Like All the President’s Men, which was also driven by the chemistry between its two main characters, Fair Game is blessed with strong leads: Penn and Watts are completely convincing as the Wilsons, two people who genuinely love each other but wrestle with the usual problems of work, kids, and social obligations. Joe tends to his consulting business from home and cares for the rambunctious twins while Valerie commutes to Langley and travels around the globe. He’s assertive, professorial, and a little self-righteous; she’s more reasoned and circumspect. Shortly after the 9/11 terror attacks, they attend a dinner party where the conversation turns to the threat of Islamic fundamentalism, and Joe tells off another guest. “He’s one of our oldest friends,” Plame reminds him as they drive home afterward. “You can’t call him a racist pussy.” They’re like any married couple, comparing notes after an intimate social gathering. Their affection is evident a few scenes later, when they meet at CIA headquarters and Joe playfully bumps hips with his wife in the corridors of power.
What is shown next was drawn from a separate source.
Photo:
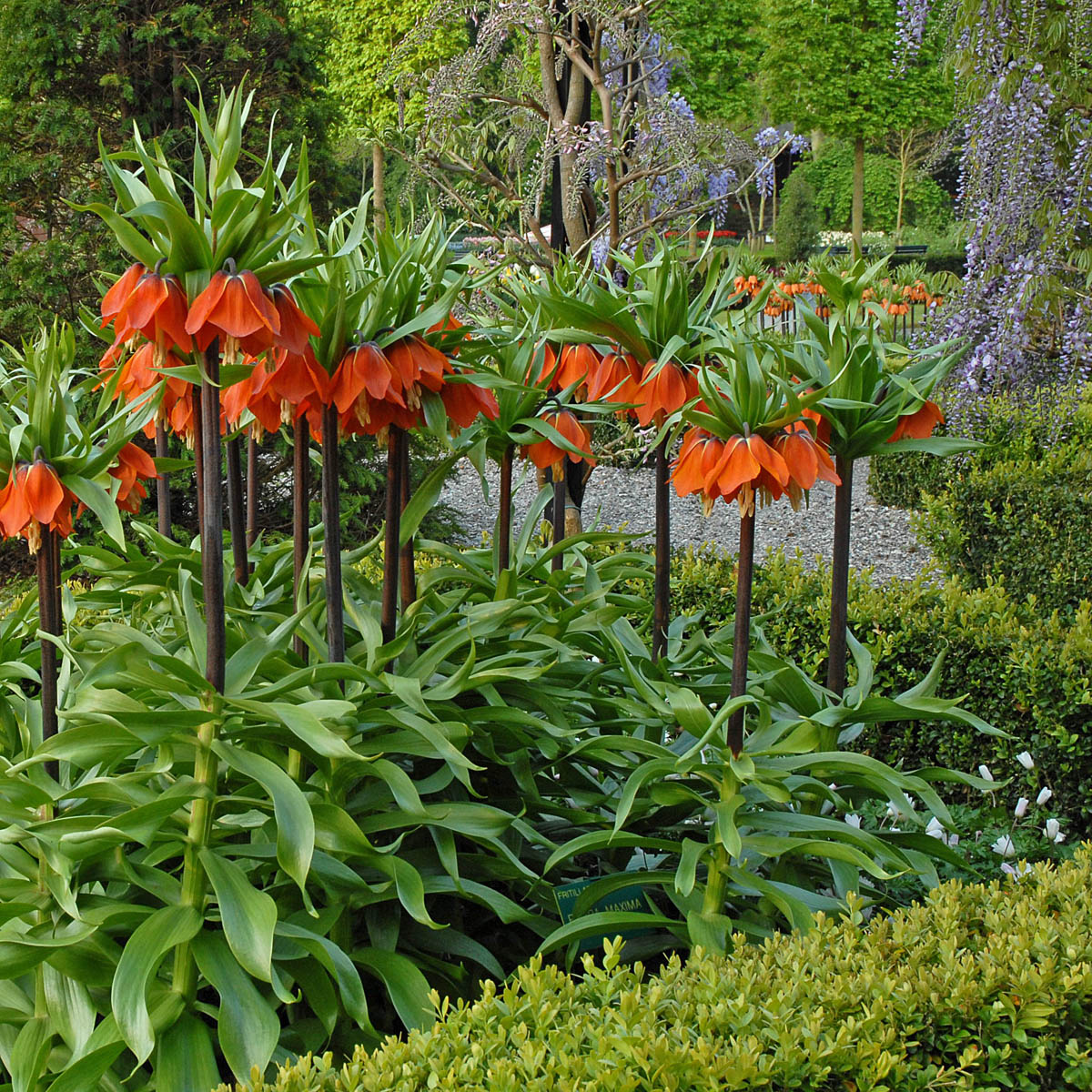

Eventually every story line in the movie comes down to a matter of trust—between the White House and the CIA, between citizens and their leaders, between husbands and wives. The Wilsons’ low point arrives when Joe learns in the media about Valerie’s internal memo recommending him for the Niger trip, which contradicts his own statements on the matter and invites the right-wingers to pounce. The spouses face off in the park as their kids scamper around out of earshot, and Joe quickly zeroes in on Valerie’s talent for subterfuge. (“You think I’m lying?” she asks him. “Could I tell if you were?” he replies.) The Plame-Wilson affair was partly resolved in 2006 when former deputy secretary of state Richard Armitage identified himself as Novak’s source, and the following year when a jury convicted Scooter Libby, the vice president’s former chief of staff, of having lied to the FBI and obstructed its investigation as it crept toward his boss. But the bigger lies that took the country to war linger on in the body politic—long after the Wilsons managed to mend their marriage.